Compreende-se porque se transferiu a oposição a Fernando Medina dos Paços do Concelho para os Passos Perdidos. Porque quem tem esse papel em Lisboa não o consegue fazer. E porque a candidatura que juntou boa parte da direita não se tem conseguido afirmar. Com a certeza que os resultados no Porto serão uma derrota para todos os partidos (menos para o CDS, que se tornou “pendura” profissional), a vitória ou derrota nas autárquicas vai passar muito pelos resultados de Lisboa, para além do balanço nacional. E Carlos Moedas tem mostrado muito pouco talento para essa tarefa.

Se a ignorância de Medina face ao que se passava nos serviços se confirmar, a sua maior responsabilidade política é a desorganização e descoordenação. O problema de Carlos Moedas para ser eficaz na oposição é ter, por exemplo, duas campanhas no terreno – uma “positiva” e outra “negativa” – porque, segundo a sua candidatura, não conseguiram impedir o PSD local de fazer o que queria.
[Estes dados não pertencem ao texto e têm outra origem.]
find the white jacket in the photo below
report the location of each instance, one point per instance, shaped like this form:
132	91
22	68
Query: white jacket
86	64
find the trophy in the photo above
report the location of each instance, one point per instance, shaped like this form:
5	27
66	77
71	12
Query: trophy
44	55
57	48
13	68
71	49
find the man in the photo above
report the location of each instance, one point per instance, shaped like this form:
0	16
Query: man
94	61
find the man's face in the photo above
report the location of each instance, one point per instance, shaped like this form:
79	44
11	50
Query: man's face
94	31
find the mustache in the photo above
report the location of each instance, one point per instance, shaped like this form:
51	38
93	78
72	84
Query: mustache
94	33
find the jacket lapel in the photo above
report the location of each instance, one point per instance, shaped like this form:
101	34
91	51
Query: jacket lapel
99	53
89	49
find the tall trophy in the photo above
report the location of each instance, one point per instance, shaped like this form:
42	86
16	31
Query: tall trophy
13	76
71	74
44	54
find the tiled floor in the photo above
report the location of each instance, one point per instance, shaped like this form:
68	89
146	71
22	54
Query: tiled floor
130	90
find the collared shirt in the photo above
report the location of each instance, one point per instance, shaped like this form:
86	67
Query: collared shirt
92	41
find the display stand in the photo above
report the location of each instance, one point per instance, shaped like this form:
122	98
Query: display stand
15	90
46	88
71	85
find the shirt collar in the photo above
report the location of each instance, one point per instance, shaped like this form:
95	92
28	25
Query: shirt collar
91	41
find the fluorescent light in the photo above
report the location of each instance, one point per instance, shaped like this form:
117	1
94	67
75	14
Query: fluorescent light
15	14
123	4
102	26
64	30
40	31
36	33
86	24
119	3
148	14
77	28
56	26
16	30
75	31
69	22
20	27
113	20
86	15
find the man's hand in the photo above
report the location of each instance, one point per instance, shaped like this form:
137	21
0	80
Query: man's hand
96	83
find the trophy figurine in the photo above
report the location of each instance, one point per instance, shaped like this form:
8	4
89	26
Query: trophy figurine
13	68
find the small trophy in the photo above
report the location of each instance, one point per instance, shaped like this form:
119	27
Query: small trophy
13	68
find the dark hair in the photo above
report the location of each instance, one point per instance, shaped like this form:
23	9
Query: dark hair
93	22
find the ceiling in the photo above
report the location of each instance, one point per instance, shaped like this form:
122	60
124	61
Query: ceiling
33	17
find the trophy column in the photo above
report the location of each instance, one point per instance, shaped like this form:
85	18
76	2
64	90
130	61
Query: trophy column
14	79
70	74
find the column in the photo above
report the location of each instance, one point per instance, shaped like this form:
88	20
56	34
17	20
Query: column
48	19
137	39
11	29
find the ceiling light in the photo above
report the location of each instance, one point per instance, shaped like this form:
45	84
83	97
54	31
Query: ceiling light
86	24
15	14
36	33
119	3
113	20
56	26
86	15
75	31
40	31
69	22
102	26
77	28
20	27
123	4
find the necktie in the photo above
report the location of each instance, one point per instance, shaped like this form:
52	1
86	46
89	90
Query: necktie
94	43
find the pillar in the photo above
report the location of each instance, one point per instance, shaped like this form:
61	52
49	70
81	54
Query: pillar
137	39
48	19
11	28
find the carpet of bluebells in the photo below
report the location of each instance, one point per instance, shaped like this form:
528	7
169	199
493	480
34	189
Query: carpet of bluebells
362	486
Alguém que não consegue mandar na sua própria campanha conseguiria mandar numa estrutura das dimensões da Câmara Municipal de Lisboa? Teria dado por este procedimento? Teria agido? Moedas é mais firme que Medina? Acho que, intuitivamente, todos conhecemos as respostas a estas perguntas.
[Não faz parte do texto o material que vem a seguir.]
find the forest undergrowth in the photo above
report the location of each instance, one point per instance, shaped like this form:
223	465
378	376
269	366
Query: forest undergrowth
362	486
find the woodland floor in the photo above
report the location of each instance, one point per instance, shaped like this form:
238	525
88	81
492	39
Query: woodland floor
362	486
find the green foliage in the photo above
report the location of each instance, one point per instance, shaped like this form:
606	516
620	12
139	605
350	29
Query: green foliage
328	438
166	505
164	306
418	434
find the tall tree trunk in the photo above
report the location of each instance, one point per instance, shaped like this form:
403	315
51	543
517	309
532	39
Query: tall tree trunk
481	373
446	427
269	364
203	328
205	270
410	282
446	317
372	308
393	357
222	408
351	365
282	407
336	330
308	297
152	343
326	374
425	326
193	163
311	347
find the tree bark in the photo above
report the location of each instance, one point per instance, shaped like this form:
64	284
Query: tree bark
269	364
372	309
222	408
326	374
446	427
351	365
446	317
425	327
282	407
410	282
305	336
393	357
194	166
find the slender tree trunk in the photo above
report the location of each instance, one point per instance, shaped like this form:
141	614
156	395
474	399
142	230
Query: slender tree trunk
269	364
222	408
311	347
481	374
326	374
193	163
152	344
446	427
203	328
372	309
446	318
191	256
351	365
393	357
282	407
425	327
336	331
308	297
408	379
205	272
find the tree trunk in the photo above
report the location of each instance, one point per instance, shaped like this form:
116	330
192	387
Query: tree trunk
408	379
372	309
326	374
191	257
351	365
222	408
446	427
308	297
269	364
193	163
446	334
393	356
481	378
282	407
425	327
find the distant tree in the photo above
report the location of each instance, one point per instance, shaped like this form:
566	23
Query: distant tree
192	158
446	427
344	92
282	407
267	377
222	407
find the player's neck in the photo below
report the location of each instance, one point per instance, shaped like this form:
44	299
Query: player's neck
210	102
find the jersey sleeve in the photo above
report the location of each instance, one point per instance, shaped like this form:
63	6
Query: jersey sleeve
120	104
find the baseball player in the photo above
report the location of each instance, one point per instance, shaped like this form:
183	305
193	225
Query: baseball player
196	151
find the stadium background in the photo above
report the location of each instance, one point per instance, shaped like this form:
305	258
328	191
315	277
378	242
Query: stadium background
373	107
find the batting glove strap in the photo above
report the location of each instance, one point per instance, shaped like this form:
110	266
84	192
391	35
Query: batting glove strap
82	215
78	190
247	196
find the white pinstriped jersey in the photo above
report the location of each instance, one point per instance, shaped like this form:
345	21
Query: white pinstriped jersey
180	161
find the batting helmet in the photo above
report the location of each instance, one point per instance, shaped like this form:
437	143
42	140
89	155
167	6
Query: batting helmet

A comparação com a demissão Jorge Coelho por causa da queda da ponte Entre-os-Rios (onde, é bom recordar, morreram 59 pessoas) não faz grande sentido. Os ministros não são eleitos. Como tal, não é perante os eleitores que respondem. É perante primeiro-ministro. E ele responde perante o parlamento. O Presidente da Câmara é eleito – é, seja qual for a maioria existente, o primeiro da lista mais votada. Em caso de crime, responde perante os tribunais. Em caso de responsabilidade política, só pode responder perante os que o elegeram. Isso não os torna inamovíveis. Mas torna as consequências das suas demissões diferentes das de um ministro.

Uma demissão a três meses das eleições não tem qualquer significado. Se estivéssemos a meio do mandato até se poderia exigir, perante um acontecimento grave, uma clarificação política. Agora não se está a exigir nada de concreto. A não ser, claro, que a demissão implicasse a sua não recandidatura. A perda de mandato e interdição de candidatura está estipulada na lei e só pode ser decidida por um tribunal. Isso não está, nem de perto, aqui em causa. Quem exige que Medina não se recandidate por causa deste caso apenas quer tirar aos eleitores o poder democrático de avaliar as suas responsabilidades políticas. E essas, ao contrário das criminais, só eles podem avaliar.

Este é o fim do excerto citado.